Massive snowstorm pummels US Midwest, leaving 5 dead

Is it a snowstorm or a blizzard

Massive snowstorm pummels US Midwest, leaving 5 dead

It is expected that the storm will bring three to six inches of snow to Washington DC and some areas in northern and central parts of Maryland on Sunday before reaching into the mid-Atlantic region.

Washington, where many federal government offices are closed due to the US government shutdown, is expected to receive 6 to 8 inches of snow from this storm, according to the National Weather Service.

A massive winter storm hit the US Rockies and Plains on Friday then punched east, with snow set to assault a 1,800-mile (1,609 km) corridor through the weekend, creating transportation "havoc" in the middle of the country.

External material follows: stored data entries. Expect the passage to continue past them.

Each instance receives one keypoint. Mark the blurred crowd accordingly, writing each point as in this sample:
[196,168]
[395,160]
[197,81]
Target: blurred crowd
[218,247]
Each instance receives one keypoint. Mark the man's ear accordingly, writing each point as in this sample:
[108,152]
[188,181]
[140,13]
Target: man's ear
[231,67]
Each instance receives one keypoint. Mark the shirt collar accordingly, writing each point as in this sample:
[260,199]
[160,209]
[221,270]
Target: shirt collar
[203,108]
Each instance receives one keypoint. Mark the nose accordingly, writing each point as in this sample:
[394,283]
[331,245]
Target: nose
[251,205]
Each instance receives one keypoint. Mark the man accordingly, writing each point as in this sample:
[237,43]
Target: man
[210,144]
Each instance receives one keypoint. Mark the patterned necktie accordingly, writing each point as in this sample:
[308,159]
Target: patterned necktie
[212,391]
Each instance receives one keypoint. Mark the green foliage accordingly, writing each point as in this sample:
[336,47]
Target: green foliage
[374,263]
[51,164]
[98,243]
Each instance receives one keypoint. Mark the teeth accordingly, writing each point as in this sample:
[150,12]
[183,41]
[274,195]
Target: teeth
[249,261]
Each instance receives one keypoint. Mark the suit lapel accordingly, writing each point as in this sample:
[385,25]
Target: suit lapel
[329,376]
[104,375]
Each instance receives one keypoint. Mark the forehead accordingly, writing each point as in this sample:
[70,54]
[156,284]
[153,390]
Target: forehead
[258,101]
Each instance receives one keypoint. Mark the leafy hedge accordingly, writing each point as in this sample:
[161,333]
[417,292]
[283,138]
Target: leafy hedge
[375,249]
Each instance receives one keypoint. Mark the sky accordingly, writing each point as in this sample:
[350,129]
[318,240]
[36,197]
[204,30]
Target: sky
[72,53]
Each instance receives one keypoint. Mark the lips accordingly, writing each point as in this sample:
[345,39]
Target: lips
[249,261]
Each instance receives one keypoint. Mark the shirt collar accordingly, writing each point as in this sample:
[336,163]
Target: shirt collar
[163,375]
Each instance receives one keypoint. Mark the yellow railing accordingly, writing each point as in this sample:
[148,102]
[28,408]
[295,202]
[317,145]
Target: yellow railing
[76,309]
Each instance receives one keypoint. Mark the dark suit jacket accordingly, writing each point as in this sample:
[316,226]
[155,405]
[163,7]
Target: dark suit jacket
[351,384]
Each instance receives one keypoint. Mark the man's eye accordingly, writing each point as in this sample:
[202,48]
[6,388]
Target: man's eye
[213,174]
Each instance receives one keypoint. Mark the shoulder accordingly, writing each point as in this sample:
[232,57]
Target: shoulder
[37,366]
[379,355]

Dozens of flights were canceled at St. Louis Lambert International Airport, which described the onslaught of snow on Twitter as one of its biggest single-day winter storms in years.

The weather system, which started as rain from Mexico but has since turned into snow, is forecast to affect an 2,900 km swath of the United States from Colorado to the Mid-Atlantic.

A thick blanket of snow covered most of the state Saturday as local emergency managers did their best to fend off the fierce winter storm.

The storm eased up Saturday afternoon in St. Louis after dropping more than 10 inches of snow there.

"PLEASE DO NOT TRAVEL", authorities warned Saturday on Twitter.

In a tweet Saturday morning, the patrol said it also had responded to 48 injuries, 723 crashes, 1,252 stranded motorists and 2,968 calls for service. Some residents reported almost 10 inches of snow, which snapped tree branches and downed power lines. Parts of Iowa, Kansas and Nebraska all received more than 10 inches of snow. More than a foot (30 centimeters) of snow has fallen in some places around St. Louis. Philadelphia is predicted to get 1 to 2 inches of snow, and there is a possibility of light accumulation in NY along the storm's northern edge. A half inch of ice and 3 to 5 inches of snow are predicted.

Almost 200,000 people were without electricity in Virginia and North Carolina on Sunday morning.

"In much of swath from Missouri to southern OH, this will heavy and wet and a strain to shovel", AccuWeather meteorologist Bill Deger wrote in a blog post.

Some interstates in Missouri, including I-70 and I-44, reopened Saturday morning after being shutdown Friday night, but treacherous conditions continued. The Southeast has seen abundant precipitation in December and January, and the additional rain could put a strain on already-high rivers.

The University of Missouri men's basketball game Saturday at the University of SC was moved to Sunday because of weather-related travel problems, the team tweeted.